Doreen shrugged. “If we can believe what Butch told us last night, he was inside the house many months ago, speaking with and working with my late husband. So Butch has never been inside this house since we arrived here, about a week ago. Mugs would have barked had Butch been inside here with us. Yet Butch told us that he had just arrived last night.”

“So you didn’t know Butch Weldon?”

She shook her head. “Not before meeting him last night.”

“And the earlier dead man on this property, Pete Singer, did you know him?”

“Nope. Never knew him.”

When Detective Clark ran out of questions, he finally left.

Doreen was relieved. She had a ton of stuff to still deal with here. And on that note, she walked back to the master bedroom, relieved to find Scott still there.

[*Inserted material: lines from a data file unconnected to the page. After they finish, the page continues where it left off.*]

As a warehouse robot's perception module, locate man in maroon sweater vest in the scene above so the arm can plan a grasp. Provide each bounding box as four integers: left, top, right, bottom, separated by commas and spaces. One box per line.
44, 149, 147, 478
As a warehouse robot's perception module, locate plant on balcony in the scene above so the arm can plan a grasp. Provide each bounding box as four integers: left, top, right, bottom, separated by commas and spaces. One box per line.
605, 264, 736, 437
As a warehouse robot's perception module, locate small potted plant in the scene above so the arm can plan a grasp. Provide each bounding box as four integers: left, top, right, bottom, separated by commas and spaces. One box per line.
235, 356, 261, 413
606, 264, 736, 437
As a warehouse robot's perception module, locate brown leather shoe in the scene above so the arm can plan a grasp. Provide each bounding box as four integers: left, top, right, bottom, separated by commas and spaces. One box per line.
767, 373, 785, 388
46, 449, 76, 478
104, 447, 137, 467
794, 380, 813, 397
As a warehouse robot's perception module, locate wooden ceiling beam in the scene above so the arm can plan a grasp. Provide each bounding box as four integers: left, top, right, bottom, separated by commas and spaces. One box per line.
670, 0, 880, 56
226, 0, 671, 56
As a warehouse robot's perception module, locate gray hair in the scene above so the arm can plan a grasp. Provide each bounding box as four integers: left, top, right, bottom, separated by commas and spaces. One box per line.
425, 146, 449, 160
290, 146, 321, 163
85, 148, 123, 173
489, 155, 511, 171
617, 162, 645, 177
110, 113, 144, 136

She gave him an apologetic look and shared the latest on speaking to the new lead detective on these murder cases.

“Your life is never dull, is it?” Scott asked in wonder.

“We’ll know more later. So what’s up here?”

He pointed. “Taking apart the master bedroom suite, we found a few secret drawers here, when the back on this dresser … falls away.”

She followed him to the rear of the dresser.

She wasn’t a fan of this bedroom furniture to begin with.

Yet she ignored it for all those years she had lived here.

It was very ornate, very stifling as far as she was concerned, but Mathew selected it for whatever reason, and it had survived the years well.

Yet, if secret drawers were everywhere, Mathew would definitely have loved this furniture and may have chosen it for just that perk.

Scott pointed out the hidden drawer and shared, “I didn’t look at the contents, leaving that to you.”

She nodded, bent down, pulled it open, then stopped and stared. She pulled out her phone and called Mack. “Hey, you need to come up here too.”

“Do I need to?” he repeated in a wary voice.

“Yeah, I’m sorry, but I wouldn’t know what to do with this.”